Two days ago I rode for several hours in a car with someone I barely knew. He was an attentive listener and asked a lot of questions and by the time we arrived at my apartment, I realized I had disclosed more about me that I usually would have to a stranger, and that I’d told a lot of my main stories. Almost the whole collection. Except this one. In fact, I’m not sure I’ve ever written it down.
When I got off the Marlin in the fall of 2011, I shared a ride from Petoskey to Traverse City with Captain Smiley. The driver dropped me at my hotel, the same Holiday Inn that Tami and I checked into two nights ago. Although the website boasts that the architect, a disciple of Frank Lloyd Wright, built this hotel so that every room had a view, I got the one room that didn’t. My view was of the roof of the valet parking. I walked over to the window, to see if maybe I could see the lake from there. What I saw instead was what looked like a wad of bills laying on the rooftop.
Never one to pass by even a potentially lucky penny on the street, I opened the window to see if I could get to it. The window had a kind of lock preventing it from opening too far. I went through my luggage. My chef’s kit. I tried tweezers. Nothing would budge the screw on the lock mechanism. Defeated, I left my room and headed out for dinner.
I walked up and down the main street and decided that Red Ginger looked like my kind of place: asian fusion with an appealing cocktail menu and a Happy Hour special that let you sample a number of their main dishes as small plates. I walked in and took a seat at the bar. It wasn’t long before the man beside me started up a conversation. Somehow I mentioned that I had just gotten off a boat. It was all I could think about at the time, I was free after six months of cooking three meals a day. I was free to go and to do whatever I wanted. It was a strange sensation.
I would learn after that evening that the boat story would always be a conversation starter, a curiosity to engage even people with no interest in boats or sailing or the ocean.
This man had been a sailor for a while, he told me, but he had to stop because of his wife’s health. Then he told me about his life, how he’d come from nothing but was soon flying out for a meeting to handle a merger that involved one of the companies he owned in the oil and gas sector. Then he told me that he owned an advertising agency. That he supported artists. That he had a school in Haiti. And an interest in a golf course in Traverse City. He told me that he enjoyed starting businesses and helping people achieve their goals. At the time, I wasn’t sure what I was going to do next, but I thought it couldn’t hurt to have someone like him in my court. I asked him if, when I was ready, I could run my business plan past him. He said yes.
“Is that guy for real?”
“Yes,” he said. “He’s a regular. And he’s the real deal.”
I still think about starting a business. As my mother says, I have more ideas for new businesses and new stories than I know what to do with. This is true. But that night, suddenly being free to make a new start, I felt like I had been given a sign. A gentle push from the universe.

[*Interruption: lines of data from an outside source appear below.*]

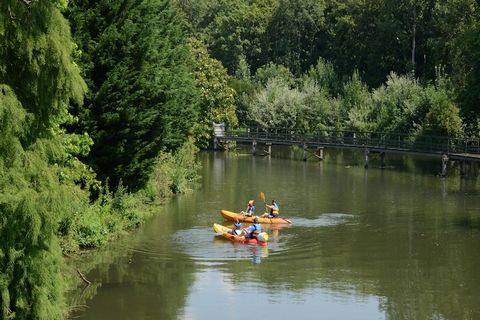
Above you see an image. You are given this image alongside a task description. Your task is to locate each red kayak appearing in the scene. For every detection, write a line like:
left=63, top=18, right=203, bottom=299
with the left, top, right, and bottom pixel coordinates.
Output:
left=220, top=210, right=292, bottom=224
left=213, top=223, right=268, bottom=246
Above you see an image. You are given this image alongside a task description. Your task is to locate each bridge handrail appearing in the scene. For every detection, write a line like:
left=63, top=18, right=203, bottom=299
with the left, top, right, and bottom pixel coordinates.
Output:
left=225, top=127, right=480, bottom=154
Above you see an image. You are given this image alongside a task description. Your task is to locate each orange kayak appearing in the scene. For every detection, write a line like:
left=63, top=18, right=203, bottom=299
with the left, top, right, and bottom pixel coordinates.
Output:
left=220, top=210, right=292, bottom=224
left=213, top=223, right=268, bottom=246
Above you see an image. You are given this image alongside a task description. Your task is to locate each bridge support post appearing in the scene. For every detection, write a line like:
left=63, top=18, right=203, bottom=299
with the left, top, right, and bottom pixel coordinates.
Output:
left=315, top=147, right=323, bottom=160
left=440, top=153, right=448, bottom=177
left=363, top=148, right=370, bottom=169
left=380, top=151, right=385, bottom=169
left=460, top=160, right=467, bottom=177
left=265, top=142, right=272, bottom=155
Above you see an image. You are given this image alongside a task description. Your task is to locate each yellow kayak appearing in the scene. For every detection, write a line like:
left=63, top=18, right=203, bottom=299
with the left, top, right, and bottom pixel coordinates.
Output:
left=220, top=210, right=292, bottom=224
left=213, top=223, right=268, bottom=246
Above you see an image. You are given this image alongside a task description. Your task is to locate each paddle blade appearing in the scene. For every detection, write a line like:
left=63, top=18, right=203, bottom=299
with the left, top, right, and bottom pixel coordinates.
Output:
left=260, top=191, right=265, bottom=202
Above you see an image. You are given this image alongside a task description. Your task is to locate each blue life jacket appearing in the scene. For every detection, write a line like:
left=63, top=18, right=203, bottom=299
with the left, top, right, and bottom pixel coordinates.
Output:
left=245, top=223, right=262, bottom=238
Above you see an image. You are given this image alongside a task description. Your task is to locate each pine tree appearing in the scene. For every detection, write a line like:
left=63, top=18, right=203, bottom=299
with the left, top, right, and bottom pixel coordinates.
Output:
left=71, top=0, right=198, bottom=190
left=0, top=0, right=85, bottom=319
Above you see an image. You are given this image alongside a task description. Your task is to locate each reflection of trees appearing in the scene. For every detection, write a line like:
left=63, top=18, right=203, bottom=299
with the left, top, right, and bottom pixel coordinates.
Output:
left=207, top=153, right=480, bottom=319
left=66, top=215, right=195, bottom=319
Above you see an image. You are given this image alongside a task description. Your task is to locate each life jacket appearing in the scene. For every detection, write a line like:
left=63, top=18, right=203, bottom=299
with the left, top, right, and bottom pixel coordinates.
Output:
left=246, top=223, right=262, bottom=238
left=270, top=202, right=280, bottom=216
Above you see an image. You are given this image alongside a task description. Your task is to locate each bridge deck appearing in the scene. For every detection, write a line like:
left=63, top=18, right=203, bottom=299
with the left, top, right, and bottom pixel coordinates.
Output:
left=216, top=128, right=480, bottom=161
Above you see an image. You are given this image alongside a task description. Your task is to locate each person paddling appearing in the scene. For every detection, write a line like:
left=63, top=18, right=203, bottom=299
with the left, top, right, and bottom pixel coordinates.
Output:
left=240, top=200, right=255, bottom=217
left=232, top=219, right=242, bottom=236
left=242, top=217, right=262, bottom=238
left=262, top=200, right=280, bottom=219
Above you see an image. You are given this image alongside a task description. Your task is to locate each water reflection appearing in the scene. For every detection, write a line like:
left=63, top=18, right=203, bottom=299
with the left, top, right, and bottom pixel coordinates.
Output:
left=69, top=149, right=480, bottom=319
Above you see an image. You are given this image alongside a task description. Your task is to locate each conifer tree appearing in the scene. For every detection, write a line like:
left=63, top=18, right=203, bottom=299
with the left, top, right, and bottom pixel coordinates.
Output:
left=71, top=0, right=198, bottom=191
left=0, top=0, right=85, bottom=319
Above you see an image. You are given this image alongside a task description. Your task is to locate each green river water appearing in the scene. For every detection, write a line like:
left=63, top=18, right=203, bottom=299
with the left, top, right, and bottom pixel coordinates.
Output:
left=70, top=148, right=480, bottom=320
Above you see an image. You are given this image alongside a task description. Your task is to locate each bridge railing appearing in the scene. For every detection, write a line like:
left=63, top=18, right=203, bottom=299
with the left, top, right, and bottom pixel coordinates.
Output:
left=225, top=127, right=480, bottom=154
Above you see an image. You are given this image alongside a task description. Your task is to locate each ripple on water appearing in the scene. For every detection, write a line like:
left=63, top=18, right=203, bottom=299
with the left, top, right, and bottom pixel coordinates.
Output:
left=172, top=213, right=354, bottom=265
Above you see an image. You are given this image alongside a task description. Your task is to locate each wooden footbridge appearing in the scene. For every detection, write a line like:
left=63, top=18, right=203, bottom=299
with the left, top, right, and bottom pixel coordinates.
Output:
left=214, top=124, right=480, bottom=175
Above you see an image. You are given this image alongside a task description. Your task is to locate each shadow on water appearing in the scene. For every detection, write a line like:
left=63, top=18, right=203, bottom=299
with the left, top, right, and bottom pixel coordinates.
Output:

I got back to my hotel room to find that the room was stifling hot. I went to close the window and turn on the air and when I looked out onto the roof, there was the money. It had blown right up to the window sill. I reached out, hoping for a windfall. It was a single dollar bill.

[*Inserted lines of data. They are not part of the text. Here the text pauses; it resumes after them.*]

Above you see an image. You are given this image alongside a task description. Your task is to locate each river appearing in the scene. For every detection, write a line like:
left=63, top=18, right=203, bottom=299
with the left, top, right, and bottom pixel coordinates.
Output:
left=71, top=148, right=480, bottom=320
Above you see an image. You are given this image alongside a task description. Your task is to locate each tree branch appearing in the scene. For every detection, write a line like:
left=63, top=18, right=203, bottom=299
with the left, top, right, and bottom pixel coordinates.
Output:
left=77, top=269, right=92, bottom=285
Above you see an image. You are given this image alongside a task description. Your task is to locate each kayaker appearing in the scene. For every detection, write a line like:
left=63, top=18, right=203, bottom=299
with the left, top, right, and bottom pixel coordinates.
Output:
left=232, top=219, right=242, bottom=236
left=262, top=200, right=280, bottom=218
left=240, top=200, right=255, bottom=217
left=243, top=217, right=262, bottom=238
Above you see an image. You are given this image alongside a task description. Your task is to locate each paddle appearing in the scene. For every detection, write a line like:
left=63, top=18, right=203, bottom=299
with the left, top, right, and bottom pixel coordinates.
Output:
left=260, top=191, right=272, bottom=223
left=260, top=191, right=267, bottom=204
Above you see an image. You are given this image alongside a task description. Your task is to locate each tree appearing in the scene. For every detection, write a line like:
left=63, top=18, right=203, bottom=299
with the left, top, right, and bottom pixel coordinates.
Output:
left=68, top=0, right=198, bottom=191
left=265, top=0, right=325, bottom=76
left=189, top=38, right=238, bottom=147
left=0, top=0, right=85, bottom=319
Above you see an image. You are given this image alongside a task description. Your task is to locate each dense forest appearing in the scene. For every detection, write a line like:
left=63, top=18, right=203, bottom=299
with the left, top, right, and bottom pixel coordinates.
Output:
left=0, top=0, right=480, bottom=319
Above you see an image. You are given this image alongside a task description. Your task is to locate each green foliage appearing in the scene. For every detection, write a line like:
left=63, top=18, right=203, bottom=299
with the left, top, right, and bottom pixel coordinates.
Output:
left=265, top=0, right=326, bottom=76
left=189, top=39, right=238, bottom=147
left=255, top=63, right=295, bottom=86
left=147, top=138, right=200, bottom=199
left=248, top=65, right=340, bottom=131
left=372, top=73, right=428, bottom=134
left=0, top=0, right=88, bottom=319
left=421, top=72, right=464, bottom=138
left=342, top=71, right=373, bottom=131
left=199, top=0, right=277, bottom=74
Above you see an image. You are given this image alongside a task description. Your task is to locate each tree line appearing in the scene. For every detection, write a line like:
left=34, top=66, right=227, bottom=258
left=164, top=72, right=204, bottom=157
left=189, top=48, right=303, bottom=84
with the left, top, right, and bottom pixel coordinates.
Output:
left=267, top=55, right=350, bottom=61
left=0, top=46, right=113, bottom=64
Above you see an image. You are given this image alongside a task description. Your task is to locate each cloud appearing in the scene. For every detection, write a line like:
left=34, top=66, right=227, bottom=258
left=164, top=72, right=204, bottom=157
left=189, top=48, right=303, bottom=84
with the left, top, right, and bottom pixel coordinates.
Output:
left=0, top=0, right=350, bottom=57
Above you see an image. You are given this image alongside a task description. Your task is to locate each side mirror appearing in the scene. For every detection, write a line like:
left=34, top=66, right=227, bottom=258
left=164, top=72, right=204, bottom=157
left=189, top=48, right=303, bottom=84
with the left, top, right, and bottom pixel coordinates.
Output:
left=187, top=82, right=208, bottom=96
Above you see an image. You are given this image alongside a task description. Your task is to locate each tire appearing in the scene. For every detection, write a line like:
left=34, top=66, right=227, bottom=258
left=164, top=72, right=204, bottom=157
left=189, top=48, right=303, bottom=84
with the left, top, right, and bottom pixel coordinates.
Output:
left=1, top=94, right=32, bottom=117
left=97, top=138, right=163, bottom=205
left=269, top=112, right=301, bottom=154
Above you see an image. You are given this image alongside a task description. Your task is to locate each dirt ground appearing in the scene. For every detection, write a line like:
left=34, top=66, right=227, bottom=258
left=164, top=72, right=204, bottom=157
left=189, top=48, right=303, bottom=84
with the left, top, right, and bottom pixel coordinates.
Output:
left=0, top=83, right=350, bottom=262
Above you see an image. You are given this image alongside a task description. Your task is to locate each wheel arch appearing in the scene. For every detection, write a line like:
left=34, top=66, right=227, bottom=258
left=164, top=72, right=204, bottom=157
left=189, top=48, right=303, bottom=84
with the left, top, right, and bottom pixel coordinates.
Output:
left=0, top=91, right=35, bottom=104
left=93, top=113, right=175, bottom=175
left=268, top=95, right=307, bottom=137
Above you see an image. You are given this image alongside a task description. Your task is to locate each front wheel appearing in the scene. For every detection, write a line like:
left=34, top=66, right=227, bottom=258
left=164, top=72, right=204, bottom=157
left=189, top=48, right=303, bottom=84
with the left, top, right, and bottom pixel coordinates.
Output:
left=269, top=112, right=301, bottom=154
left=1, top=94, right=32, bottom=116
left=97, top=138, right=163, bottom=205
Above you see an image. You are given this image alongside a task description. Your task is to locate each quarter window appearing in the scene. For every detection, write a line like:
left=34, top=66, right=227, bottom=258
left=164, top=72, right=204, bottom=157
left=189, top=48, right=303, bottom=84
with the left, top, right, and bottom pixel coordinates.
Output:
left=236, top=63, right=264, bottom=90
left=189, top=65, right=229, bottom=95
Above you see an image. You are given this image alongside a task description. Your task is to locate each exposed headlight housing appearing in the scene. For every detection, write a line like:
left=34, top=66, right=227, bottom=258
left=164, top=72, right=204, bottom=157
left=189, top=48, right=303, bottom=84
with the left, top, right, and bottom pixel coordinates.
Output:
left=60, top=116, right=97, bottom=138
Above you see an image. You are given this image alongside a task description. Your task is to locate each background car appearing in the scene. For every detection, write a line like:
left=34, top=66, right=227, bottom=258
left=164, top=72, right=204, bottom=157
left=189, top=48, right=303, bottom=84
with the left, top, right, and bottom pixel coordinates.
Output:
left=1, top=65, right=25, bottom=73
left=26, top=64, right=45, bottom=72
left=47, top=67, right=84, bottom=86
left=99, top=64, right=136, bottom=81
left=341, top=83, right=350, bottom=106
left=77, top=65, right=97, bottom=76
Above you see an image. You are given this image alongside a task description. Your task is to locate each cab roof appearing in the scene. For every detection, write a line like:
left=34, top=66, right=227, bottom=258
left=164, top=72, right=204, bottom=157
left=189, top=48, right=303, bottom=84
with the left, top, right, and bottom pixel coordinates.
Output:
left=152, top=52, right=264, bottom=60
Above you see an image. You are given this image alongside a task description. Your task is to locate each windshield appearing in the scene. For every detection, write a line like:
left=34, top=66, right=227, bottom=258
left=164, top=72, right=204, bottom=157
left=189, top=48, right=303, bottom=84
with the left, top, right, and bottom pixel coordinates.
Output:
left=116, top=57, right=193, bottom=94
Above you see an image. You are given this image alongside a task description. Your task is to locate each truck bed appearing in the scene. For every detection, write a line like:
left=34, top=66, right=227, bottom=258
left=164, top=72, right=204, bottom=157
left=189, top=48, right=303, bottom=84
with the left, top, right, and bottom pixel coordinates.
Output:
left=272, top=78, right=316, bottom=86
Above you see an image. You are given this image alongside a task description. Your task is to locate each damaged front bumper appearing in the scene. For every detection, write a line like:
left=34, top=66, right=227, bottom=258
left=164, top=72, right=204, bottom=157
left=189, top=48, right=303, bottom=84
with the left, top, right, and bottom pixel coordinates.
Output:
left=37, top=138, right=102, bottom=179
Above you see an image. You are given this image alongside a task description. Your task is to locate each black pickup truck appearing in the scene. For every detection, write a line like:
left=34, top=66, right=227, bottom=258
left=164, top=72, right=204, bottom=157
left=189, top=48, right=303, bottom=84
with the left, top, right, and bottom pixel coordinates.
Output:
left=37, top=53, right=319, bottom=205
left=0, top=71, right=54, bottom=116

Revisiting the scene of that story was not the only reason I wanted to go to Red Ginger. I remembered the food that night as being very good. Unfortunately, I had forgotten to check the menu and they did not have a lot of vegetarian options for Tami, and even fewer dishes to appeal to a younger audience.
Tami ordered the vegetarian roll with enoki mushrooms tumbling out of it. She also got an order of naan bread, served with hummus. Always one to light up at the mentioning of truffles, I ordered Chef Dan’s signature sushi roll, with shrimp and asparagus. The truffle favor was not super obvious, but the roll was tasty. I also ordered the calamari, which was calling to me because it had a Korean Kochujang vinaigrette on top. (Kochujang sauce is the sweet red pepper puree that is used on bibimbap and that I love to put on everything from brussels sprouts to eggs.) Tami doesn’t eat fish, either, so I was forced to devour the entire plate on my own.
With an eight-year-old in tow, we knew we would be ordering desserts, so we saved room. This is not my usual strategy. But this time it paid off.
There is more on the menu that I would love to have the occasion to try, like their pork ribs and the tuna with “Forbidden rice.” That just gives me one more reason to make another trip up to Traverse City someday.